Dr Piotr Czaykowski is an Assistant Professor and Medical Oncologist, Department of Medical Oncology and Haematology, CancerCare Manitoba, Winnipeg
Dr Piotr Czaykowski is an Assistant Professor and Medical Oncologist, Department of Medical Oncology and Haematology, CancerCare Manitoba, Winnipeg
PA: As gastroenterologists we are often the physicians that make the diagnosis of colon cancer…It seems that decisions about postoperative therapy are based on this assessment. Is this ideal at the present time?
PC: There is no question that a medical oncologist’s recommendation regarding the need for systemic therapy is heavily dependent on the staging information gleaned in the initial workup. We look for the following crucial elements: Is the cancer localized? If localized, is it rectal or colon cancer? If localized, what is the status of the parameters that are linked with the risk of recurrence after surgery? If not localized, what is the extent of metastatic disease?
Most commonly, the first investigation is an endoscopic evaluation of the cancer, and frequently this is performed by a gastroenterologist. This not only allows for confirmation of malignancy, but also proves crucial in helping medical and radiation oncologists determine the need for radiotherapy in distal large bowel tumours. Although the definition of where the rectum ends and the sigmoid begins remains controversial, clinical trials commonly define the rectum as being the distal 12 cm to 15 cm of the large bowel, and most of us use that as our day-to-day reference point. If I start cursing in clinic, it is usually because I have an endoscopic report that says rectal cancer (without any measurement), an operative note that calls the tumor rectosigmoid, and a computed tomography scan that calls it sigmoid. Because we only use radiotherapy routinely for rectal cancers, this question of location becomes an important one – so an explicit statement by the endoscopist of the location of the tumour is of great consequence. It is also helpful in advanced cancers to have some indication of the patency of the lumen.

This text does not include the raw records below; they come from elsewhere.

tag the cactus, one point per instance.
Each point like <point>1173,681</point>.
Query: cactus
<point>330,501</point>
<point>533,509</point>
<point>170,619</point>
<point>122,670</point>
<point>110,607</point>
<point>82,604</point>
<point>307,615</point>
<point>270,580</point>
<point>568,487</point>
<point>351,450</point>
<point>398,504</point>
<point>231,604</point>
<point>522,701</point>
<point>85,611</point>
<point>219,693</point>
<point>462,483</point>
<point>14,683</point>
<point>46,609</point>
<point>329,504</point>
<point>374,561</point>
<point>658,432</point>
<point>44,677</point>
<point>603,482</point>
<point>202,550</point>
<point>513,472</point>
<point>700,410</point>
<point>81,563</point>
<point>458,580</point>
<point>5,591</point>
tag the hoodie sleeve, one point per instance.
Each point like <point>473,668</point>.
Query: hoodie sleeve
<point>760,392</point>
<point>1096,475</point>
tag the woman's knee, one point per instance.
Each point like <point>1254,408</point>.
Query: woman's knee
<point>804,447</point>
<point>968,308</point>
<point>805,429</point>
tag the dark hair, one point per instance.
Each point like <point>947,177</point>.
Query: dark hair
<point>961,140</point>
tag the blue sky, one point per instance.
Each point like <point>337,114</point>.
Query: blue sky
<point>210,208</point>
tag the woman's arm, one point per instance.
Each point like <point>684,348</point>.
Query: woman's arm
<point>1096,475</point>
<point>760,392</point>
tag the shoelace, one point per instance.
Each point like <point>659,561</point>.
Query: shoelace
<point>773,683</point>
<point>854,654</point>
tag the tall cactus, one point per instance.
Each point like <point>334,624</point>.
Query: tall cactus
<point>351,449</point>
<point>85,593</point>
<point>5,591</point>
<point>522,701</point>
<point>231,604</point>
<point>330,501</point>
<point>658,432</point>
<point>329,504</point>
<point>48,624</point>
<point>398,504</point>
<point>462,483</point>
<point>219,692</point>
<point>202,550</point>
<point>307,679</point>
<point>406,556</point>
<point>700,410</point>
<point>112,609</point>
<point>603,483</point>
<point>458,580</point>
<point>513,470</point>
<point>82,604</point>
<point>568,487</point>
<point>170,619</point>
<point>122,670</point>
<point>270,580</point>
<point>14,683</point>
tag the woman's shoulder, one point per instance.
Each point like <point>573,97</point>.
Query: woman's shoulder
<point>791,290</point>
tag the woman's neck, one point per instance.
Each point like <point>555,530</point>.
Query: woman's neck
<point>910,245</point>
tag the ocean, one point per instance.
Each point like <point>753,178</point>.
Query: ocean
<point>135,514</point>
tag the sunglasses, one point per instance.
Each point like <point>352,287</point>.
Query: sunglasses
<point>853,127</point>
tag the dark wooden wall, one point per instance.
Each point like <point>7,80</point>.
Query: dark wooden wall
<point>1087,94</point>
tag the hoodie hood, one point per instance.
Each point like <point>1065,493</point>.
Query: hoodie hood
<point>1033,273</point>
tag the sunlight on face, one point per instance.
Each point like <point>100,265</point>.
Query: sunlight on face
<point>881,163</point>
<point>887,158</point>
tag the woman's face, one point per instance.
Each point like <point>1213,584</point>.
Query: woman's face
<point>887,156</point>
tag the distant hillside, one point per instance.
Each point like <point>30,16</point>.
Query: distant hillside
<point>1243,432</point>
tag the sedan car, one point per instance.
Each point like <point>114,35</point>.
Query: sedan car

Even in this day and age, a surprising number of patients undergo a primary bowel resection without adequate staging. This leads to some unnecessary surprises, and occasionally leads to poor intraoperative choices. There appears to be an emerging consensus that patients with extensive metastatic disease with relatively asymptomatic primary tumours are probably best served by commencing chemotherapy as soon as possible, and worrying about the primary tumour later, if symptoms necessitate (1). Thus, the key staging investigations, often initiated by the gastroenterologist, ideally should be done before resection of the primary tumour, and should include chest imaging and a computed tomography scan of the abdomen and pelvis. A preoperative carcinoembryonic antigen test (CEA) is helpful, primarily as a prognostic indicator (2). Because I am focusing on colon cancer, I will not address the role of magnetic resonance imaging and endoscopic ultrasound in staging rectal cancer.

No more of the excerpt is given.